McLaren Selling Pristine F1 with Just 2,800 Miles Covered from New

What are the odds of finding a McLaren F1 up for sale in near new condition?

Very slim, indeed, but sometimes miracles do happen. McLaren has just announced that it is offering for sale one of the very last F1 supercars produced – chassis #069. With less than 2,800 miles (4,500 km) covered from new, the F1 is in factory condition and has been maintained by the McLaren Special Operations Heritage division.

With only 64 examples built for the road between 1993 and 1998, the McLaren F1 is one of the rarest and most valuable models among collectors and enthusiasts. Produced in 1998, chassis #069 was the 60th model overall to be hand-built in Woking, England and one of only six F1 vehicles made that year.
The supercar features a stealth look thanks to the Carbon Black exterior and the matching 17-inch center-locking magnesium wheels. Inside, the central driving seat combines black and contrasting red leather while the dual passenger seats are wrapped in Alcantara.

McLaren F1 chassis #069 is registered in the United Kingdom with all UK taxes paid. Besides the car, the lucky owner will also get the original luggage set, complete Facom titanium lightweight toolkit, and Facom tool box, as well as all books and literature – including the correct numbered LM Edition of the 'Driving Ambition' McLaren F1 book and limited edition McLaren F1 owner's watch.

The McLaren F1 still holds the title of the fastest naturally-aspirated production road car ever built, more than 20 years since its debut.

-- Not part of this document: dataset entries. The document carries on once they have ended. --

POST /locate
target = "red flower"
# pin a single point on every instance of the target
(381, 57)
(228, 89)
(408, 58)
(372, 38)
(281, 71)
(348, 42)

When it launched, the F1 was the world's fastest production road car, with a top speed of 390.7km/h (242.8 mph), thanks to the bespoke naturally-aspirated mid-mounted 6.1-liter V12 engine delivering 636 PS (627 hp).

Designed by Gordon Murray and Peter Stevens, the McLaren F1 was the first road car to feature a full carbon fiber chassis. Add to that the central driving position, the engine bay lined with gold and McLaren's obsession for technical excellence and it's easy to understand why the F1 creates a stir even today.

McLaren made no mention of the asking price, but it's safe to assume the F1 will exceed the $10 million mark.